Home > Uncategorized > Allowing 8 Runs In Less Than 1 Inning Pitched As A Starter

Allowing 8 Runs In Less Than 1 Inning Pitched As A Starter

It actually happens a little more often than I thought. And it happened again tonight.

Yankees fans were welcomed back to baseball with an eight-run first inning by the Toronto Blue Jays. Bartolo Colon was forced to leave after recording just two outs and giving up six hits, two walks and eight runs. However, only three of them were earned due to an error by Eduardo Nunez, who is playing third base in place of Alex Rodriguez. He just got handcuffed on a chopper right next to the third-base bag and never really got a glove on the ball.

The Blue Jays then hit a couple of 40-foot RBI singles, followed by a loud ground-rule double from Eric Thames, and Colon’s night was done. Another run came in a minute later thanks to a balk from Luis Ayala. Also, it looked like Colon aggravated his hamstring while covering first base earlier in the inning. So, it was just a frustrating inning for the Yankees at all stops.

But after about 170 words, that’s not the point of this post.

The basic stats for Colon — eight runs in less than one inning pitched — caught my eye.
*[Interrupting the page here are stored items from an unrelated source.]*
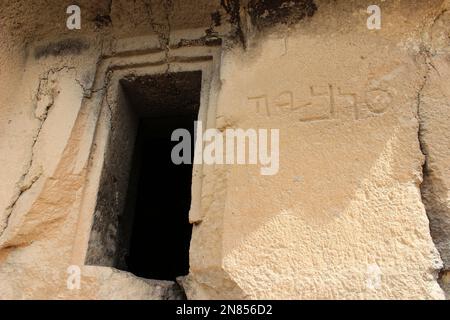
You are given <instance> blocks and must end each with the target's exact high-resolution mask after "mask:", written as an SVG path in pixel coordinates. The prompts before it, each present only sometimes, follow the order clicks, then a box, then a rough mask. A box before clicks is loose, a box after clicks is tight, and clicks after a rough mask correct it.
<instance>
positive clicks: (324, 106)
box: [248, 84, 392, 122]
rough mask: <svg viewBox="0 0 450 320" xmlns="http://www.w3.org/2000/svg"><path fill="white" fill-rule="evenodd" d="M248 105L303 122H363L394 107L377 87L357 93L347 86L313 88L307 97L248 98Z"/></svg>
mask: <svg viewBox="0 0 450 320" xmlns="http://www.w3.org/2000/svg"><path fill="white" fill-rule="evenodd" d="M248 103H249V104H250V105H251V106H252V107H253V108H255V111H256V112H257V113H258V114H261V115H264V116H267V117H271V116H274V115H283V114H290V115H293V116H294V115H295V116H298V120H300V121H301V122H314V121H324V120H338V121H350V120H362V119H367V118H371V117H376V116H380V115H382V114H384V113H386V112H388V110H389V109H390V108H391V104H392V94H391V93H390V92H388V91H387V90H384V89H380V88H374V89H368V90H367V91H365V92H362V93H361V92H355V90H352V88H349V87H345V86H335V85H332V84H329V85H326V86H310V87H309V88H308V93H307V94H306V95H302V96H300V95H299V94H296V93H294V92H293V91H290V90H286V91H282V92H279V93H277V94H275V95H268V94H262V95H255V96H249V97H248Z"/></svg>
Remembering Zach Britton’s outing against the Red Sox — which was overshadowed by the Ortiz/Gregg bout — and Madison Bumgarner’s disastrous start against the Twins, I figured that this third instance would be some sort of record.

Not really, no.

True, the three times it has occurred in 2011 is one more than the amount of times it occurred in the past three seasons combined. But a starter allowed at least eight runs in less than one inning five times in 2006 and three times in 2005. The three outings this year that fit the standard took place in a 24-day span. That’s certainly quick, but in 2006, a trio of pitchers did it in a 22-day span. In 2005, Joe Blanton, Tim Redding and Paul Wilson all did it in the month of May during a span of 20 days.

Since the inclusion of the designated hitter in 1973, a starter has done the trick 47 times. It has happened 60 times since 1919, according to baseball-reference.com. Say what you want about how much you think eroidsstay (pig latin, folks) contributed to the number, but that just seems like a lot to me.

As you can see on the link, it happened just once between Sept. 1936 and May 1967. Also, three Hall of Famers allowed at least eight runs in a start that lasted less than one inning — Bob Gibson in 1967, Fergie Jenkins in 1980 and Don Sutton in 1986.